If you are referring to type 1 (insulin-dependent) diabetes, you probably heard correctly. Animal studies suggest that vitamin D supplementation significantly represses the development of insulitis and diabetes and, furthermore, a vitamin D deficiency increases the onset of type 1 diabetes. Human studies seem to support this as well. In Norway, a retrospective study showed that children who ingested cod liver oil—a rich source of Vitamin D—had a significantly lower risk of type 1 diabetes.

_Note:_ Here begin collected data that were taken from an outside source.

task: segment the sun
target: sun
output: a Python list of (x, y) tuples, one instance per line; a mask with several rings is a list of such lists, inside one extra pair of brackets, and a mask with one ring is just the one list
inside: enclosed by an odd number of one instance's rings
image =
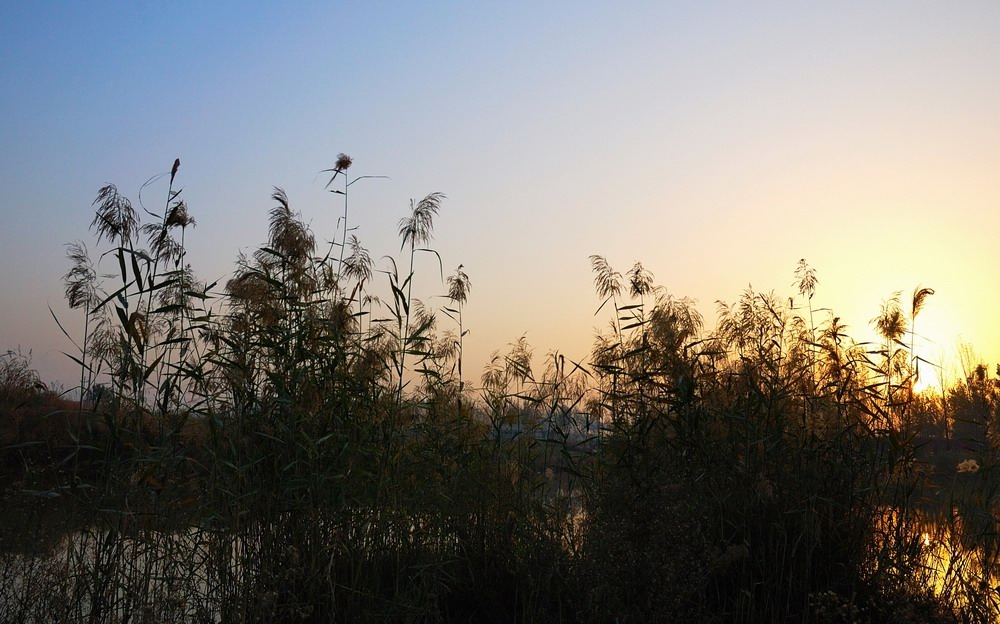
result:
[(907, 341), (913, 346), (913, 362), (917, 372), (913, 383), (914, 392), (940, 389), (942, 380), (948, 384), (956, 375), (955, 358), (950, 354), (955, 352), (958, 337), (954, 333), (955, 325), (948, 312), (945, 306), (928, 305), (911, 327), (914, 334), (908, 336)]
[(938, 387), (938, 375), (936, 375), (936, 370), (927, 371), (921, 370), (920, 374), (917, 375), (917, 379), (913, 382), (913, 393), (914, 394), (938, 394), (940, 393), (940, 388)]

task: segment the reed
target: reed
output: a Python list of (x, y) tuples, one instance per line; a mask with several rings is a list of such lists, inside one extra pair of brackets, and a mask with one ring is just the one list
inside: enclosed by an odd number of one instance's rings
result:
[(444, 196), (378, 269), (351, 163), (326, 253), (276, 188), (221, 285), (186, 263), (179, 162), (151, 224), (100, 190), (65, 275), (79, 397), (0, 356), (0, 621), (996, 621), (1000, 382), (911, 391), (933, 291), (872, 347), (818, 320), (804, 260), (804, 307), (747, 290), (706, 329), (595, 255), (589, 361), (521, 337), (476, 384)]

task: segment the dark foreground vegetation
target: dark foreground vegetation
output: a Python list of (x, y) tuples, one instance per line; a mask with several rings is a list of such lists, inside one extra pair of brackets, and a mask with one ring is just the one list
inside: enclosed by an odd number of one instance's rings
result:
[(589, 361), (520, 340), (470, 383), (470, 280), (414, 270), (443, 196), (375, 263), (341, 155), (332, 242), (276, 190), (204, 284), (178, 164), (153, 221), (108, 186), (69, 246), (80, 392), (0, 357), (0, 621), (996, 621), (1000, 384), (914, 395), (933, 291), (856, 344), (803, 261), (706, 331), (594, 256)]

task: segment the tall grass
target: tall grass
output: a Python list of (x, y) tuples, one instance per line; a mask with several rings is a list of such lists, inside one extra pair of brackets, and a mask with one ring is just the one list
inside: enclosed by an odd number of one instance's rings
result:
[(352, 164), (329, 250), (276, 188), (221, 285), (186, 263), (179, 161), (151, 224), (101, 189), (65, 276), (79, 398), (0, 357), (0, 620), (995, 621), (1000, 383), (914, 396), (933, 291), (858, 344), (803, 260), (803, 301), (748, 290), (706, 330), (592, 256), (590, 361), (522, 337), (474, 387), (444, 196), (376, 263)]

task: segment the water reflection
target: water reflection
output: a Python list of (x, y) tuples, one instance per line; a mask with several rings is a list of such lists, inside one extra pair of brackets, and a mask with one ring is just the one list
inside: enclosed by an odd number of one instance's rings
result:
[(876, 573), (909, 570), (956, 615), (1000, 622), (1000, 548), (992, 514), (959, 507), (883, 510), (875, 522)]
[[(583, 506), (574, 502), (560, 509), (567, 523), (563, 547), (570, 553), (580, 552), (587, 522)], [(931, 592), (968, 621), (1000, 623), (1000, 536), (993, 514), (975, 505), (927, 505), (884, 507), (876, 516), (868, 552), (875, 576), (902, 584), (897, 587)], [(435, 534), (434, 527), (444, 523), (431, 520), (407, 516), (382, 539), (412, 541), (419, 536), (438, 547), (460, 548), (456, 535)], [(293, 550), (272, 535), (280, 534), (282, 524), (245, 528), (238, 535), (203, 528), (128, 536), (77, 530), (46, 554), (0, 555), (0, 612), (23, 614), (21, 621), (45, 621), (32, 614), (46, 613), (85, 621), (95, 601), (102, 601), (112, 619), (155, 610), (160, 621), (220, 621), (224, 606), (241, 599), (231, 589), (236, 585), (258, 577), (279, 580), (278, 587), (297, 582), (300, 555), (271, 550)], [(366, 526), (363, 516), (338, 527), (320, 523), (325, 536), (321, 541), (335, 543), (331, 536), (340, 535), (377, 550), (372, 542), (376, 536), (366, 532)], [(288, 569), (274, 568), (275, 561)], [(281, 596), (257, 598), (257, 606), (275, 607)]]

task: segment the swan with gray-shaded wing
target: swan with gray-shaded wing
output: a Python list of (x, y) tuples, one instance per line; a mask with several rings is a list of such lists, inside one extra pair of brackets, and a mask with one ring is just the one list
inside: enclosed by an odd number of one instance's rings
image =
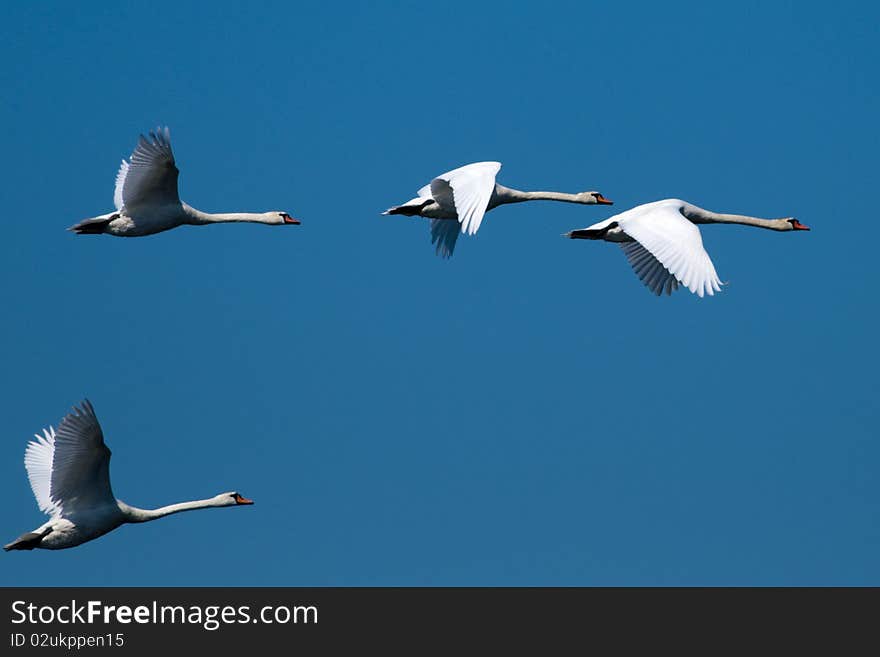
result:
[(31, 490), (49, 521), (22, 534), (4, 550), (62, 550), (103, 536), (129, 522), (147, 522), (172, 513), (253, 504), (232, 491), (206, 500), (158, 509), (138, 509), (117, 500), (110, 487), (110, 450), (88, 400), (74, 407), (58, 430), (44, 429), (24, 453)]
[(287, 212), (202, 212), (183, 203), (177, 195), (177, 165), (171, 152), (168, 128), (140, 136), (137, 147), (116, 174), (114, 212), (84, 219), (68, 230), (78, 235), (107, 234), (117, 237), (153, 235), (177, 226), (204, 226), (246, 222), (283, 226), (299, 224)]
[(437, 255), (448, 258), (455, 249), (458, 234), (473, 235), (483, 215), (507, 203), (524, 201), (563, 201), (582, 205), (611, 205), (599, 192), (521, 192), (495, 182), (500, 162), (475, 162), (443, 173), (418, 191), (418, 196), (388, 208), (382, 214), (427, 217), (431, 220), (431, 243)]
[(582, 240), (618, 242), (636, 275), (654, 294), (672, 294), (679, 284), (697, 296), (721, 291), (721, 280), (703, 248), (698, 224), (741, 224), (780, 232), (810, 230), (794, 217), (759, 219), (720, 214), (679, 199), (639, 205), (565, 233)]

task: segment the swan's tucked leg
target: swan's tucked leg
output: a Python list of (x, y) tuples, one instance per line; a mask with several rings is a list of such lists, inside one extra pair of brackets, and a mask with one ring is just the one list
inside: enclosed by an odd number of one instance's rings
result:
[(119, 218), (118, 212), (111, 212), (93, 219), (84, 219), (78, 224), (74, 224), (67, 230), (73, 231), (77, 235), (100, 235), (107, 232), (107, 226), (114, 219)]
[(418, 198), (413, 199), (412, 201), (407, 201), (403, 205), (395, 205), (393, 208), (388, 208), (382, 214), (402, 214), (405, 217), (418, 217), (426, 205), (430, 205), (434, 202), (432, 198)]
[(46, 527), (42, 532), (28, 532), (27, 534), (22, 534), (17, 539), (9, 543), (8, 545), (4, 545), (3, 549), (9, 552), (10, 550), (33, 550), (35, 547), (40, 545), (40, 541), (42, 541), (46, 536), (52, 533), (51, 527)]
[(562, 236), (573, 240), (602, 240), (612, 228), (617, 228), (617, 224), (612, 223), (601, 228), (579, 228), (563, 233)]

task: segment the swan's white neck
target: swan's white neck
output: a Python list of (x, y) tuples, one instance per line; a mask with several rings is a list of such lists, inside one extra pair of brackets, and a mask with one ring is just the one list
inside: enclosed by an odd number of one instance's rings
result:
[(742, 224), (744, 226), (757, 226), (758, 228), (767, 228), (769, 230), (791, 230), (790, 217), (784, 219), (761, 219), (742, 214), (721, 214), (698, 208), (690, 203), (685, 203), (681, 212), (695, 224)]
[(492, 208), (506, 203), (522, 203), (524, 201), (562, 201), (564, 203), (587, 205), (584, 197), (580, 194), (568, 194), (566, 192), (523, 192), (496, 184), (489, 207)]
[(183, 206), (183, 214), (186, 217), (186, 223), (193, 226), (203, 226), (205, 224), (225, 224), (231, 222), (250, 222), (257, 224), (268, 224), (272, 222), (272, 215), (261, 212), (220, 212), (217, 214), (211, 212), (202, 212), (194, 207), (181, 203)]
[(193, 500), (192, 502), (180, 502), (178, 504), (169, 504), (168, 506), (159, 507), (158, 509), (139, 509), (136, 506), (129, 506), (121, 500), (117, 500), (119, 509), (125, 517), (125, 522), (148, 522), (150, 520), (158, 520), (165, 516), (170, 516), (181, 511), (194, 511), (196, 509), (210, 509), (212, 507), (229, 506), (222, 499), (212, 497), (208, 500)]

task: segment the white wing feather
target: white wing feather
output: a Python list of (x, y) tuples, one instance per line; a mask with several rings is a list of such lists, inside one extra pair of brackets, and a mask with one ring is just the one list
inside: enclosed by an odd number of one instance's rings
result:
[(128, 174), (128, 162), (122, 160), (119, 172), (116, 174), (116, 188), (113, 190), (113, 205), (121, 211), (125, 202), (122, 200), (122, 188), (125, 186), (125, 176)]
[(157, 128), (149, 139), (141, 135), (128, 162), (116, 174), (117, 209), (180, 203), (177, 166), (168, 128)]
[(50, 516), (61, 513), (61, 507), (52, 501), (49, 491), (52, 486), (52, 458), (55, 454), (55, 430), (43, 429), (43, 435), (34, 434), (36, 440), (28, 443), (24, 451), (24, 467), (27, 470), (31, 490), (40, 511)]
[[(476, 162), (447, 171), (431, 181), (431, 196), (455, 211), (462, 233), (473, 235), (480, 229), (500, 170), (500, 162)], [(420, 196), (424, 190), (419, 190)]]
[[(680, 202), (653, 203), (641, 212), (619, 215), (616, 221), (623, 232), (649, 251), (691, 292), (702, 297), (721, 291), (721, 280), (703, 248), (700, 229), (681, 214)], [(652, 290), (661, 282), (664, 287), (667, 285), (656, 267), (649, 267), (645, 273), (651, 273), (651, 278), (646, 281), (642, 274), (639, 277)]]

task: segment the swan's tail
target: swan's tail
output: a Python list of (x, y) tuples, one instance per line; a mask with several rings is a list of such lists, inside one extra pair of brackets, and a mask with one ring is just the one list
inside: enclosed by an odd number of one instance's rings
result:
[(107, 224), (109, 224), (117, 217), (119, 217), (118, 212), (111, 212), (110, 214), (104, 214), (100, 217), (83, 219), (78, 224), (74, 224), (67, 230), (72, 231), (77, 235), (100, 235), (101, 233), (107, 232)]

It is not clear how vitamin D works in modifying the onset of type 1 diabetes, but the vitamin is a potent modulator of the immune system and it may alter certain inflammatory- and immune-signaling agents associated with development of the disease. A recent review of the literature suggests that doses less than 400 IU daily may not reduce the risk for type 1 diabetes, but that does of 2,000 IU a day (the tolerable upper intake level) may have a strong, protective effect.
Because few foods naturally contain vitamin D, sunlight and supplementation supplies most of our vitamin D requirement. Vitamin D deficiency is also prevalent in infants who are solely breast-fed and do not receive vitamin D supplementation.